Salientando que também aqui “a indústria têxtil tem capacidade de responder ao desafio”, o presidente da ATP nota que “não é preciso que todos usem máscaras cirúrgicas, mas sim máscaras que garantam proteção adequada em espaços públicos”, surgindo as máscaras em tecido, reutilizáveis e certificadas pelo centro tecnológico do setor (o Citeve), como a solução.

“Ao conseguir produzir máscaras que se podem lavar e reutilizar, o setor têxtil faz uma diferença enorme relativamente às máscaras que hoje existem, quer do ponto de vista da sustentabilidade, quer do ponto de vista do custo por utilização”, afirma.

Neste sentido, avançou, o Citeve está a trabalhar com a Direção-Geral da Saúde (DGS) e o Infarmed (Autoridade Nacional do Medicamento e Produtos de Saúde) com vista à certificação de máscaras reutilizáveis em tecido, sendo que “a grande maioria da indústria têxtil portuguesa tem capacidade instalada para as produzir, quer para Portugal, quer para exportação para o resto da Europa”.

“E isto sim – sustenta Mário Jorge Machado - pode fazer a grande diferença entre uma recuperação mais rápida ou mais lenta da economia”.

“Se todos pudermos usar uma máscara adequada para estarmos em espaços públicos sem contaminarmos nem sermos contaminados, em vez de estarmos todos confinados em casa, podemos fazer uma vida praticamente normal e por a economia a funcionar, porque o sistema não aguenta estarmos todos fechados meses à espera que apareça uma vacina”, afirmou.

A nível global, a pandemia de covid-19 já provocou quase 127 mil mortos e infetou mais de dois milhões de pessoas em 193 países e territórios.
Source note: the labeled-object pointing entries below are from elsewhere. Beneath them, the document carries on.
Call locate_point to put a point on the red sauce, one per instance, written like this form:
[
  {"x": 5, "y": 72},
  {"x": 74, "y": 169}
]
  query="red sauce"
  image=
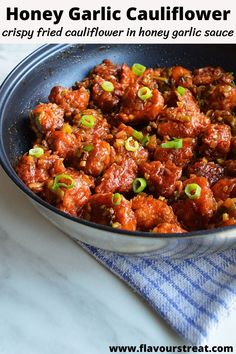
[{"x": 150, "y": 152}]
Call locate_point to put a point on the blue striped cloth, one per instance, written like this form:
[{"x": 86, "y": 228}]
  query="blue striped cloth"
[{"x": 191, "y": 294}]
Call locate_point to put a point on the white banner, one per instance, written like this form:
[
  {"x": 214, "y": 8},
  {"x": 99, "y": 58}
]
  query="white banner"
[{"x": 23, "y": 21}]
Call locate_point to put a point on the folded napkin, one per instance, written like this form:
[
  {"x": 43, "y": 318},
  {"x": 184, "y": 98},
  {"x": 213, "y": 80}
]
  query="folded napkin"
[{"x": 189, "y": 294}]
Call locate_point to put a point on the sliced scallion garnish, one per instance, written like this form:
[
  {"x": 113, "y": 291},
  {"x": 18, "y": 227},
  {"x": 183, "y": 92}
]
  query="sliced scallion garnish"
[
  {"x": 138, "y": 69},
  {"x": 173, "y": 144},
  {"x": 36, "y": 152},
  {"x": 139, "y": 184},
  {"x": 59, "y": 181}
]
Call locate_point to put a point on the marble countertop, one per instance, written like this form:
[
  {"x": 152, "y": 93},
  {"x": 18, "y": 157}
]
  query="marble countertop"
[{"x": 55, "y": 298}]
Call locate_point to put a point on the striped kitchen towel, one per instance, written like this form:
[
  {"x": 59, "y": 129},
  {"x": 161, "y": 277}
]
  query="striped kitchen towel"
[{"x": 191, "y": 294}]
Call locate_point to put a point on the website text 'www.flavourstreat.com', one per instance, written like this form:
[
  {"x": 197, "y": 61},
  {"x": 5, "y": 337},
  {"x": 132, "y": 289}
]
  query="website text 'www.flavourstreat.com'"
[{"x": 144, "y": 348}]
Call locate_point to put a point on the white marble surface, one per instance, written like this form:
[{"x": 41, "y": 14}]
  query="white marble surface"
[{"x": 56, "y": 299}]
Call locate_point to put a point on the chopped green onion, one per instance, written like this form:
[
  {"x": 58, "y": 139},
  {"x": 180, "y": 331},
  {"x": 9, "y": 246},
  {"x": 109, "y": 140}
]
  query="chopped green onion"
[
  {"x": 116, "y": 199},
  {"x": 138, "y": 69},
  {"x": 193, "y": 190},
  {"x": 180, "y": 90},
  {"x": 138, "y": 135},
  {"x": 107, "y": 86},
  {"x": 164, "y": 79},
  {"x": 36, "y": 152},
  {"x": 131, "y": 147},
  {"x": 173, "y": 144},
  {"x": 145, "y": 140},
  {"x": 88, "y": 120},
  {"x": 88, "y": 148},
  {"x": 144, "y": 93},
  {"x": 37, "y": 121},
  {"x": 139, "y": 184},
  {"x": 57, "y": 184}
]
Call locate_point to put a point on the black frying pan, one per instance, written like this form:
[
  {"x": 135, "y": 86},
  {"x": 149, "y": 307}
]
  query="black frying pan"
[{"x": 31, "y": 82}]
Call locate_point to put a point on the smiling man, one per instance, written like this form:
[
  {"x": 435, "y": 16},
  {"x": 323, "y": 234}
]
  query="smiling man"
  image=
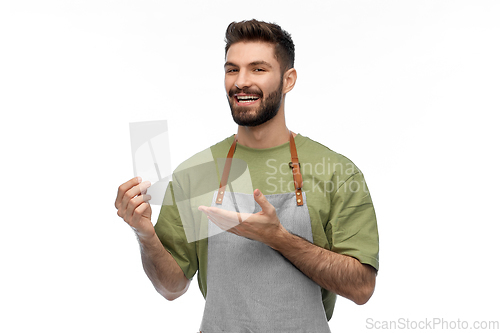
[{"x": 276, "y": 257}]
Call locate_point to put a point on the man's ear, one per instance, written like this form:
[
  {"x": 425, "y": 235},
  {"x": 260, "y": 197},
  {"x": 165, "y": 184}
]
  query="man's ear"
[{"x": 289, "y": 79}]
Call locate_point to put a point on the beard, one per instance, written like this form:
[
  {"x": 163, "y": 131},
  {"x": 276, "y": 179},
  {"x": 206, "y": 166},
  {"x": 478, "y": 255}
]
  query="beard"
[{"x": 268, "y": 109}]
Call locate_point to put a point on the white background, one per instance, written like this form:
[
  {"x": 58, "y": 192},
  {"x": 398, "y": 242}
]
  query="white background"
[{"x": 406, "y": 89}]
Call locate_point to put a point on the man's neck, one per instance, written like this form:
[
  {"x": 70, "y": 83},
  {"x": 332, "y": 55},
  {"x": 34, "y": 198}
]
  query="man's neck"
[{"x": 270, "y": 134}]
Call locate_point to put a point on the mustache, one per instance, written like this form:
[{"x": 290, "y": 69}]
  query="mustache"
[{"x": 235, "y": 90}]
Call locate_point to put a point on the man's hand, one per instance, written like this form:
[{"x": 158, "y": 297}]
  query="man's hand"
[
  {"x": 341, "y": 274},
  {"x": 262, "y": 226},
  {"x": 133, "y": 207}
]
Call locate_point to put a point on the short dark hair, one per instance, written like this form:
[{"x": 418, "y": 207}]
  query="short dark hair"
[{"x": 254, "y": 30}]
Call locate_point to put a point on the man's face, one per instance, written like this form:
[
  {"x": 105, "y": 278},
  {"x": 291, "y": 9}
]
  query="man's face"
[{"x": 253, "y": 81}]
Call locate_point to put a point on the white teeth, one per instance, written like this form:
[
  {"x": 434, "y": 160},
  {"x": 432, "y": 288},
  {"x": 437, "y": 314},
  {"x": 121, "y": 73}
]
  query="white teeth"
[{"x": 247, "y": 98}]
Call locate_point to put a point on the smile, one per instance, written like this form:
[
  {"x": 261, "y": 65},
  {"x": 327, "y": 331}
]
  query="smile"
[{"x": 246, "y": 99}]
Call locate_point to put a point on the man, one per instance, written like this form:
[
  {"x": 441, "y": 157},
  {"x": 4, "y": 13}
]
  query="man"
[{"x": 271, "y": 259}]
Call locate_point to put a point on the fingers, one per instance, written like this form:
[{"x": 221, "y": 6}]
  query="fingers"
[
  {"x": 123, "y": 188},
  {"x": 135, "y": 208},
  {"x": 267, "y": 208},
  {"x": 132, "y": 197}
]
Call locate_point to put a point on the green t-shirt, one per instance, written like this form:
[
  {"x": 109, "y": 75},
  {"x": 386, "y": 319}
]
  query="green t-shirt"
[{"x": 340, "y": 207}]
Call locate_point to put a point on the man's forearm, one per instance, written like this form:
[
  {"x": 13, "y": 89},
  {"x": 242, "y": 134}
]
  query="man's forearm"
[
  {"x": 341, "y": 274},
  {"x": 162, "y": 269}
]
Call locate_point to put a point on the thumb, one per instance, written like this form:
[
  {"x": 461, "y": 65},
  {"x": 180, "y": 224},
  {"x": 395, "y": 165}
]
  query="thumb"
[{"x": 267, "y": 208}]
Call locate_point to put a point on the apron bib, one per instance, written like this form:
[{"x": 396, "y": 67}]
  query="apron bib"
[{"x": 252, "y": 288}]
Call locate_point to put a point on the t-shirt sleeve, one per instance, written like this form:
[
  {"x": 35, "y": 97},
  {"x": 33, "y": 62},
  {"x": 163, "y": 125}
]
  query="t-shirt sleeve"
[
  {"x": 353, "y": 224},
  {"x": 170, "y": 231}
]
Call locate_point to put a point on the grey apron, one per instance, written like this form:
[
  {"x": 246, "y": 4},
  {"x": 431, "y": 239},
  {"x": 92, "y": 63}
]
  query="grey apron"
[{"x": 252, "y": 288}]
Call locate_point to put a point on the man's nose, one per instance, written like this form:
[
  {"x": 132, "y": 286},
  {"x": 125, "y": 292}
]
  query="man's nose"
[{"x": 243, "y": 80}]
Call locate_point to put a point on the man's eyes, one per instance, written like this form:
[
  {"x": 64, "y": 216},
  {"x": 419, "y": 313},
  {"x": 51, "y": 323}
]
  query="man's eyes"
[{"x": 234, "y": 70}]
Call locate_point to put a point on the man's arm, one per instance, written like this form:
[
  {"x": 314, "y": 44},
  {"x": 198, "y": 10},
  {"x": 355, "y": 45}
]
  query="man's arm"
[
  {"x": 341, "y": 274},
  {"x": 159, "y": 265}
]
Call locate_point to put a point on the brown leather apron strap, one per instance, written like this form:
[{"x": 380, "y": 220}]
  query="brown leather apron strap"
[
  {"x": 294, "y": 164},
  {"x": 225, "y": 173},
  {"x": 297, "y": 177}
]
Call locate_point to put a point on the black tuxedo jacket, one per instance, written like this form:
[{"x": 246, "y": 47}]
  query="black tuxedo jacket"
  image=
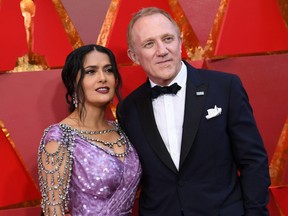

Mais de 428 mil doentes foram considerados curados.

Em Portugal, morreram 599 pessoas das 18.091 registadas como infetadas.

A doença é transmitida por um novo coronavírus detetado no final de dezembro, em Wuhan, uma cidade do centro da China.

Para combater a pandemia, os governos mandaram para casa quatro mil milhões de pessoas (mais de metade da população do planeta), encerraram o comércio não essencial e reduziram drasticamente o tráfego aéreo, paralisando setores inteiros da economia mundial.